In this bill filled with big, sweeping proposals, there’s also a tiny, nearly unnoticeable change. In their Affordable Housing Credit Improvement Act of 2016 (S. 3237), Sens. Maria Cantwell (D-Wash.) and Orrin Hatch (R-Utah) call for the name of the LIHTC program to be revised to the Affordable Housing Tax Credit.
It’s not a big change at all considering all the other key reforms included in the legislation, but it’s an important one that serves to describe the program while removing some of the stigma that comes with the term “low-income.”
When writing about affordable housing properties, I’ve tried to use “development” and “community” as often as I can instead of the word “project,” which can still stir up images of towering, troubled public housing structures. But, “project” still gets used by many of us, including me. I’ll try to do better in the future.

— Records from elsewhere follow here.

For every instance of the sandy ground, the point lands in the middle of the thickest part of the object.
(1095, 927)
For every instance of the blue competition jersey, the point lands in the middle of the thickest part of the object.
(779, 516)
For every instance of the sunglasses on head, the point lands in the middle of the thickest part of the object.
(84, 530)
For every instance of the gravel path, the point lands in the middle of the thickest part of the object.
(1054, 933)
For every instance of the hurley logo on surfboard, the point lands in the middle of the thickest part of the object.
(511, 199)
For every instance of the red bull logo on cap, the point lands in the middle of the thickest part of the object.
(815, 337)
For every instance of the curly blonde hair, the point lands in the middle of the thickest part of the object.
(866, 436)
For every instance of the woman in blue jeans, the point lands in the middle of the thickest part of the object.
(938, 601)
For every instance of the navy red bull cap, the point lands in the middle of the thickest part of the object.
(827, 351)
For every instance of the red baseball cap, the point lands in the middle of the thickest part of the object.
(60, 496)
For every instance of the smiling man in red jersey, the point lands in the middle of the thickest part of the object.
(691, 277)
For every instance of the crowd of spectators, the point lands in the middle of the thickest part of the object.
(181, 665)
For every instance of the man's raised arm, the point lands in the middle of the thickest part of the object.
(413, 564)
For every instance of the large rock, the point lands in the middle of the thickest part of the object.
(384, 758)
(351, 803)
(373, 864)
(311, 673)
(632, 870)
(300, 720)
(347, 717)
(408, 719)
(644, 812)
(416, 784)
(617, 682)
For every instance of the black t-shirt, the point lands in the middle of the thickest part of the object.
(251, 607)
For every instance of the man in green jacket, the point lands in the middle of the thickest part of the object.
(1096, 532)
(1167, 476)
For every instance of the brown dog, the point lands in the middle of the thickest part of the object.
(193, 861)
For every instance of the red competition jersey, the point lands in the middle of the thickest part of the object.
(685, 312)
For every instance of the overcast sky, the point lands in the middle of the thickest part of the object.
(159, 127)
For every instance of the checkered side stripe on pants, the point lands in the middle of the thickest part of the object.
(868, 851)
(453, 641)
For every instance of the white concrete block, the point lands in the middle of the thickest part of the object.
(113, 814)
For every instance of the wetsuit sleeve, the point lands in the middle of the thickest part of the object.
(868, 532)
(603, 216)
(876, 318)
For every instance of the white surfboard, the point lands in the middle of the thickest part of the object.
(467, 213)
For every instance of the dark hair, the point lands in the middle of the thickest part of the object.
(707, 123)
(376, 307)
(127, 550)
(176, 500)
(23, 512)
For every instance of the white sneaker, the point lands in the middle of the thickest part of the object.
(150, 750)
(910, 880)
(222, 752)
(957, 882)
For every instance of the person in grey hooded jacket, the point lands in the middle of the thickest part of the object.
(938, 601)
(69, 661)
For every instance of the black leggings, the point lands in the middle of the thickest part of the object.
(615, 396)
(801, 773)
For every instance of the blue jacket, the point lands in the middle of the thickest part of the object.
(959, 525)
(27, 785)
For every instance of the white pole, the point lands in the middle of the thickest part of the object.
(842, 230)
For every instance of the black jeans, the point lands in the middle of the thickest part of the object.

A recent conversation with Mike Alvidrez, CEO of the Skid Row Housing Trust in Los Angeles, has me thinking about another word we use all the time—“unit.” For all the social good that affordable housing does, it’s also a business, and we often think about housing in terms of how many units a development has and the cost per unit. It’s the language of developers.
However, “unit” is a cold word best left for legal documents and, yes, business journals. When discussing affordable housing with residents or the public, the word “home” is much more personal, much more powerful.
“None of us at the end of a hard day at work says, ‘I’m going to go to my unit,’ ” says Alvidrez. “Nobody says that. We don’t say that because there’s a significance in ‘home,’ what home means to each of us and any of us.”
Donna Kimura is deputy editor of Affordable Housing Finance.